Wednesday, January 11, 2017

Presence Health agrees to pay HIPAA fine for slow breach response

Presence Health has accepted to pay $475,000 for slow breach response and execute a corrective action plan for failures to comply with the HIPAA breach notification rule.

The sanctions applied on the agency by the HHS Office for Civil Rights are the 1st enforcement action focused on the deficiency of timely breach notification or slow breach response, in accordance to OCR.

“Covered entities require having clear policies and processes in place to respond to the Breach Notification Rule’s timeliness requirements,” claims OCR Director Jocelyn Samuels. “Individuals require prompt notice of a breach of their unsecured PHI so they can take action that could assist to reduce any potential harm caused by the breach.”

Presence operates eleven hospitals across the Illinois, as well as physician practices and long-term care facilities.

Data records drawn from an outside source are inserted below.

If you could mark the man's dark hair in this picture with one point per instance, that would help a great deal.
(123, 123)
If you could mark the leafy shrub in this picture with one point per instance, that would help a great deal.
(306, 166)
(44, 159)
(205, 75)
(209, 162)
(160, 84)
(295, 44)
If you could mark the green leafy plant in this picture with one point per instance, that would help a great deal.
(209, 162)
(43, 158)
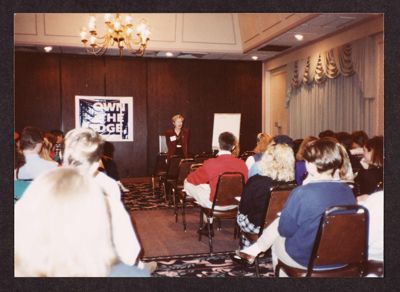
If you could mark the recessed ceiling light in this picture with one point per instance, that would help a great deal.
(299, 37)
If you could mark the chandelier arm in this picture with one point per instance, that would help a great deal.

OCR became aware of worse consumer breach notification provisions or slow breach response at Presence in the year of late January 2014 after one of its hospitals, Presence St. Joseph Medical Center, notified the agency of a breach of paper records in the month of October 2013. In its report, the hospital claimed that, due to the miscommunication between workforce members, “there was a delay in its provision of breach notifications,” in accordance to OCR.

In inquiring the October 2013 breach, OCR discovered 3 violations of the requirement to notify affected individuals and the media within sixty days of discovery. Presence did not notify affected individuals of the breach until 104 days after discovery, didn’t notify media until 106 days after discovery and didn’t notify HHS and OCR until 101 days after discovery. OCR also came to know that Presence didn’t release notifications following smaller breaches in the year of 2015 and 2016.

Presence Health released the following statement:

“Because patient privacy is a top priority at Presence Health, we’re working diligently with the OCR on all measures needed under the corrective action plan, involving extra associate training in HIPAA policies and processed. This is the culmination of a several-year procedure working with the OCR to resolve a matter we voluntarily reported to the OCR in the year of 2014 related to an isolated tragedy including paper records at a surgery center situated in Joliet, Illinois. This tragedy didn’t include any electronic records and didn’t involve any disclosure of patient contact or financial data. We’re confident that reports on our progress to rapidly execute revised policies and processes will be positive.”